I am working with R to scrape and clean a data for my work as journalist. I could get the table of the HTML, then read it as dataframe and rename the columns' name. Now I am trying to create a new column which gets a value considering other column' values.
This new column should get the values of "Avante", "DEM", "MDB", "Patriota", "PCdoB" and so on. It´s the party of each deputy. Avante, for example, has three deputies, who are "Adalberto Cavalcanti", "Cabo Sabino" and "Silvio Costa". The name of the deputies always come below the whole row with the party´s name.
url <- "http://www.camara.leg.br/internet/votacao/mostraVotacao.asp?ideVotacao=8559&numLegislatura=55&codCasa=1&numSessaoLegislativa=4&indTipoSessaoLegislativa=O&numSessao=225&indTipoSessao=E&tipo=partido"
library(xml2)
library(rvest)
file <- read_html(url)
tables <- html_nodes(file, "table")
table1 <- html_table(tables[3], fill = TRUE, header = T)
head(table1)
table1_df <- as.data.frame(table1)
colnames(table1_df) <- c("deputado", "uf", "voto")
This is what I have right now: enter image description here
This is what I want: enter image description here
Here's a solution that uses only base R:
url <- "http://www.camara.leg.br/internet/votacao/mostraVotacao.asp?ideVotacao=8559&numLegislatura=55&codCasa=1&numSessaoLegislativa=4&indTipoSessaoLegislativa=O&numSessao=225&indTipoSessao=E&tipo=partido"
library(xml2)
library(rvest)
file <- read_html(url)
tables <- html_nodes(file, "table")
table1 <- html_table(tables[3], fill = TRUE, header = T)
head(table1)
table1_df <- as.data.frame(table1)
colnames(table1_df) <- c("deputado", "uf", "voto")

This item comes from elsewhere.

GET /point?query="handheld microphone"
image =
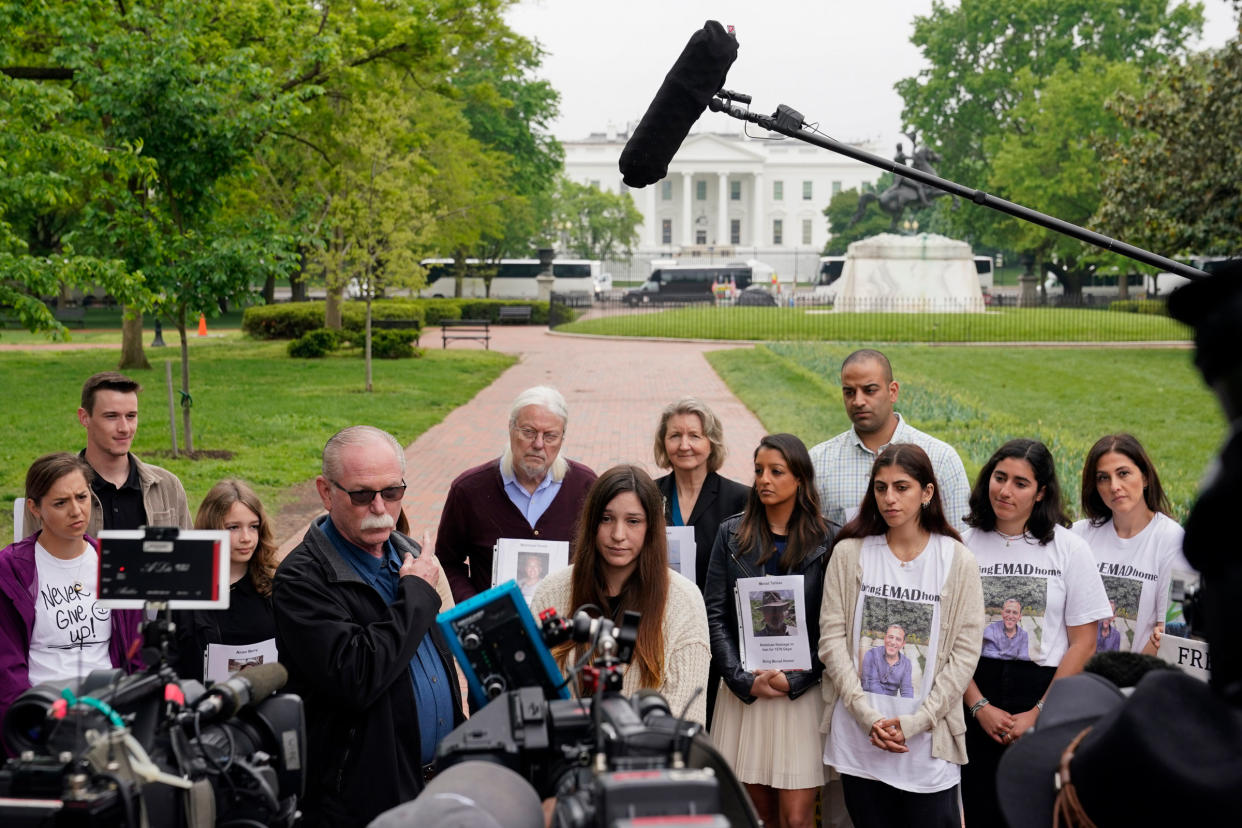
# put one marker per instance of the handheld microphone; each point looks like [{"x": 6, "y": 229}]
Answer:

# create the new column for later
table1_df$new_column <- NA
# identify rows with the Total PARTY: NUM rows
idx <- grep("Total.*: \\d+", table1_df$deputado)
# Loop over these and assign the values
for (i in seq_along(idx)){
# Extract the number of deputados
n <- as.numeric(sub("^.*: ", "", table1_df$deputado[idx[i]]))
# Extract the party
partido <- sub("Total ", "", table1_df$deputado[idx[i]])
partido <- sub(": .*", "", partido)
# Assign the values
table1_df$new_column[(idx[i] - n):(idx[i] - 1)] <- partido
}
# Remove the unnecessary lines
table1_df <- table1_df[-grep("Total .*:.*", table1_df$deputado), ]
table1_df <- table1_df[-which(table1_df$deputado == table1_df$uf), ]